¿Hasta dónde sigue siendo la calle el escenario?
Desde hace un tiempo me ronda una duda que no logro soltar. Cada vez que veo una marcha multitudinaria o una protesta que termina en desorden, me pregunto si en pleno siglo veintiuno la calle sigue siendo el lugar natural para expresar un reclamo. Me crie viendo que esa era la forma habitual de hacerse escuchar, pero hoy, con internet en el bolsillo, no puedo evitar sentir que algo no ha evolucionado con la misma velocidad que el resto del mundo.
No lo digo desde la superioridad moral ni desde una postura rígida. Lo pienso como quien observa un hábito que seguimos repitiendo sin darnos cuenta de que las herramientas cambiaron. Porque mientras el mundo se digitalizó, muchas expresiones de descontento parecen ancladas en dinámicas que ya no necesariamente representan a todos.
El ruido y el alcance
Lo que más me impresiona es la diferencia entre impacto y alcance. Una protesta física puede generar un ruido tremendo en un barrio, tal vez en una ciudad. Puede bloquear calles, interrumpir actividades y llamar la atención de los noticieros. Pero al final, su eco suele quedarse en un territorio limitado.
En cambio, una idea bien explicada en redes, un video que condense el malestar de miles, o un movimiento organizado desde la comunicación digital puede llegar a cualquier país, a cualquier persona, sin la necesidad de poner a nadie en riesgo. Me pregunto cuántas causas legítimas se quedan cortas por aferrarse a la dinámica tradicional y no aprovechar la potencia de lo digital.
No es lo mismo desahogarse en un cartel que construir un mensaje capaz de viajar, multiplicarse y provocar reflexión sin depender de la fricción del cuerpo a cuerpo.
Cuando el reclamo se confunde con el desorden
Hay algo que siempre me incomoda, y lo digo sin ánimo de señalar a nadie: cada vez que una protesta deriva en destrucción de comercios o quema de contenedores, el reclamo pierde claridad. ¿Cómo saber qué se está pidiendo cuando lo que queda en la memoria colectiva es el destrozo?
Esa mezcla de frustración y enojo es entendible; somos humanos. Pero me pregunto si, como sociedad, no deberíamos revisar cuándo una manifestación deja de ser un mensaje y se convierte en ruido que perjudica a personas que no tienen nada que ver.
Y aquí es donde mi duda toma fuerza: si contamos con herramientas modernas, pacíficas, accesibles y globales para amplificar un mensaje, ¿por qué seguimos aceptando como inevitables escenarios que dañan a terceros?
Lo que podría venir
No creo que las protestas deban desaparecer.
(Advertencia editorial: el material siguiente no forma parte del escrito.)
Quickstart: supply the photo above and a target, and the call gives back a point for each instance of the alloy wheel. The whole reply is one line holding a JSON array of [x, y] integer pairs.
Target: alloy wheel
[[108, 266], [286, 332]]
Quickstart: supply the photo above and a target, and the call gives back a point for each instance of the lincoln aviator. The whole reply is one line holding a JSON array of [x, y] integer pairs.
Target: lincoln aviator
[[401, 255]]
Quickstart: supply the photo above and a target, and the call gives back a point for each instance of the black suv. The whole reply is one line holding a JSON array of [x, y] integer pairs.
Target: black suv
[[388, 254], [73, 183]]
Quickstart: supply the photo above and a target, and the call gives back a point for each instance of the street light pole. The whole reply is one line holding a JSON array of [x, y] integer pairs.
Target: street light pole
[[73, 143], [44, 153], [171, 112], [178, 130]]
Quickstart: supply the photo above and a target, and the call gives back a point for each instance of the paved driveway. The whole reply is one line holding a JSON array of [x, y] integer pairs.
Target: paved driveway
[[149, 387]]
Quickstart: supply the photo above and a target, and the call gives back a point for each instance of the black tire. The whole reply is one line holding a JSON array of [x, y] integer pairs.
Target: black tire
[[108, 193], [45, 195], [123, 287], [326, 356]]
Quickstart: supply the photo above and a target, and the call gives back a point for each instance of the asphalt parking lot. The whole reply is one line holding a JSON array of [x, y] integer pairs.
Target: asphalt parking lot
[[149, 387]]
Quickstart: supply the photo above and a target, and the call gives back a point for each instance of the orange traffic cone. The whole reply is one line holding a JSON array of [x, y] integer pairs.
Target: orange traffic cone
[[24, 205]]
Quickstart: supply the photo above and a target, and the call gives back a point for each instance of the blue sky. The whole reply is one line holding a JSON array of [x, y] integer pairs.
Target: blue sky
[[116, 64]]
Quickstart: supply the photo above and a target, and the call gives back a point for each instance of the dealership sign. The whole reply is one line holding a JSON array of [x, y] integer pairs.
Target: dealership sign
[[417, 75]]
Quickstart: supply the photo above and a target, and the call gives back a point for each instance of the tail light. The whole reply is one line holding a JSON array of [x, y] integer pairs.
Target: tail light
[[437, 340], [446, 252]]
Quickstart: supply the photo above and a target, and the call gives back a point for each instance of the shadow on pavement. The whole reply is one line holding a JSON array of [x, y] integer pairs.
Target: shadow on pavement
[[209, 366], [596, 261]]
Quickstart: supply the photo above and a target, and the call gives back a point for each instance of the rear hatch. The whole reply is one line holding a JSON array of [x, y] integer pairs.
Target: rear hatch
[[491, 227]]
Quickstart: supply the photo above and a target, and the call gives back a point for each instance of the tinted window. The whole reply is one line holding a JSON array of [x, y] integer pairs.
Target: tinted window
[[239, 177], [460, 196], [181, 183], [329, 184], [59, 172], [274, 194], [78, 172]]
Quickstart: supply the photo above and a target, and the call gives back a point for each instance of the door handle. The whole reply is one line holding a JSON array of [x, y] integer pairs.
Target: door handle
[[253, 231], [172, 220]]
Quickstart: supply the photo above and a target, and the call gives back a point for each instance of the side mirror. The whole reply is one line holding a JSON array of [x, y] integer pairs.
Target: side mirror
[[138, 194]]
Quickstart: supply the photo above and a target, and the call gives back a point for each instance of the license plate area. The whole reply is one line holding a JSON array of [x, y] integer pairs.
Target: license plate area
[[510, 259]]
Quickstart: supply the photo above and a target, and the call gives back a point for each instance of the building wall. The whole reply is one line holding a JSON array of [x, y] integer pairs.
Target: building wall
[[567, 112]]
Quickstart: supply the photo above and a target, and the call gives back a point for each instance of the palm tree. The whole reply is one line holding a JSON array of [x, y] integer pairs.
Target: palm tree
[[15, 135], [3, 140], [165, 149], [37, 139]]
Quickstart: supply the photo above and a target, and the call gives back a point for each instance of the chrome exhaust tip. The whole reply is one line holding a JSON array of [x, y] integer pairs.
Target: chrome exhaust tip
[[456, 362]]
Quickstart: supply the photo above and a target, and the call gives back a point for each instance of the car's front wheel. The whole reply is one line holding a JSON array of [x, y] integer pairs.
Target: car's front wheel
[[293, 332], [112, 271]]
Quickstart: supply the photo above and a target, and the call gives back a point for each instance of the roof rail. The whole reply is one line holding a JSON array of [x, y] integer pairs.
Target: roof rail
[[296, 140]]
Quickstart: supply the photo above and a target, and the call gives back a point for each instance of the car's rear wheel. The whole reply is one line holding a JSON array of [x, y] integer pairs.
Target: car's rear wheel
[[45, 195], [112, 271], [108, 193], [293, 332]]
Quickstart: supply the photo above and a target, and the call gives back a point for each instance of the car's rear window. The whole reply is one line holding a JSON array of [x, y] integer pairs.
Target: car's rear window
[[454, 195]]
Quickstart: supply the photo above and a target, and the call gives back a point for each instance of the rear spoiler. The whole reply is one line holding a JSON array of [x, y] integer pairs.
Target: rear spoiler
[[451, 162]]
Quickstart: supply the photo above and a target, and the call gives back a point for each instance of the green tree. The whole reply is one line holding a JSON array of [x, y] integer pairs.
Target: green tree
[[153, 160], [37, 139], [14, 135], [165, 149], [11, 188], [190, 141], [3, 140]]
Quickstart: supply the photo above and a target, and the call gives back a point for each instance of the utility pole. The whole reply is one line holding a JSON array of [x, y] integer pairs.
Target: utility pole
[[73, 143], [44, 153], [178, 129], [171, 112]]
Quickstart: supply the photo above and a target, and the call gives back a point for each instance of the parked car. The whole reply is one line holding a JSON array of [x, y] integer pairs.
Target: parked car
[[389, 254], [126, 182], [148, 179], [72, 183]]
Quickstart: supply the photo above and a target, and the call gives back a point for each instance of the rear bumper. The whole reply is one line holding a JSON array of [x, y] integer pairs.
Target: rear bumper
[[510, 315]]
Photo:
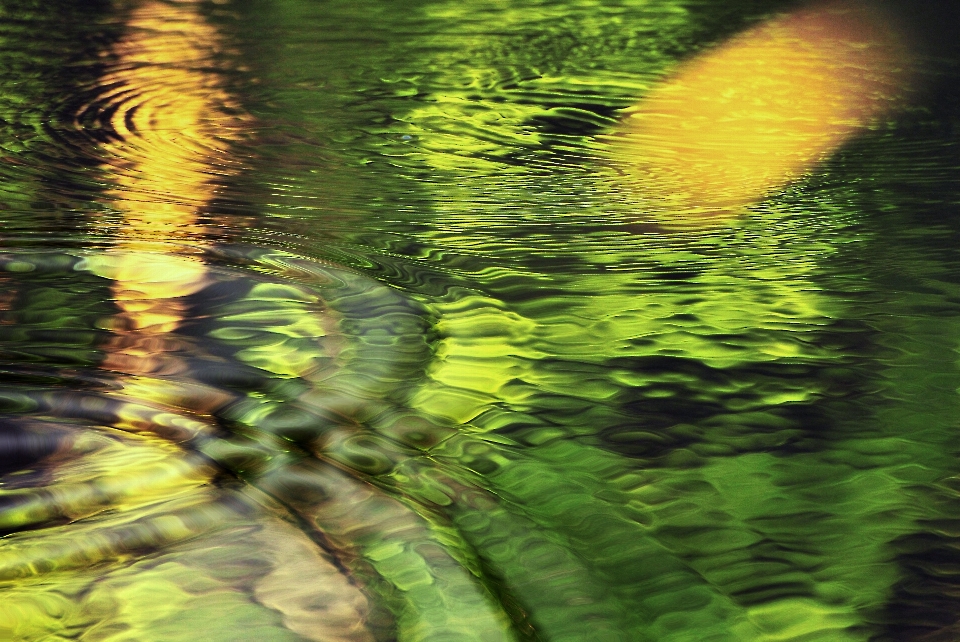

Sería ingenuo pensarlo. La presencia física tiene un simbolismo potente, una energía que internet no puede replicar. Pero sí creo que estamos en un punto en el que necesitamos repensar la forma. No para silenciar a nadie, sino para que el mensaje llegue más lejos y con menos ruido.
Imagino movimientos que mezclen presencia simbólica en la calle con estrategias digitales bien pensadas. Imagino reclamos que no dependan de la confrontación sino de la creatividad. Incluso imagino espacios virtuales —transparentes, públicos, verificables— donde las personas puedan expresar acuerdos, rechazos y propuestas sin que nadie tenga que arriesgar su seguridad ni afectar la de otros.
Tal vez no estamos lejos de eso. Tal vez lo único que falta es la costumbre.
Mi sensación final
A veces pienso que seguimos protestando como en el siglo pasado porque nadie se ha detenido a preguntarse si todavía es la única vía. Me gustaría creer que la modernización también puede llegar a la forma en que mostramos nuestro descontento. No para apagar las voces, sino para que se escuchen con más claridad.
En el fondo, lo que busco entender es sencillo: ¿Cómo podríamos construir un espacio donde el reclamo sea fuerza y no daño, palabra y no destrucción? Si ya tenemos las herramientas para llegar al mundo entero, quizá sea momento de aprovecharlas con más intención y menos inercia.
Y mientras sigo observando todo esto desde mi esquina en Panamá, la pregunta vuelve a aparecer: ¿evoluciona la sociedad, o solo evolucionan sus herramientas? Tal vez la respuesta esté en encontrar un punto intermedio donde la calle y la pantalla no compitan, sino se complementen.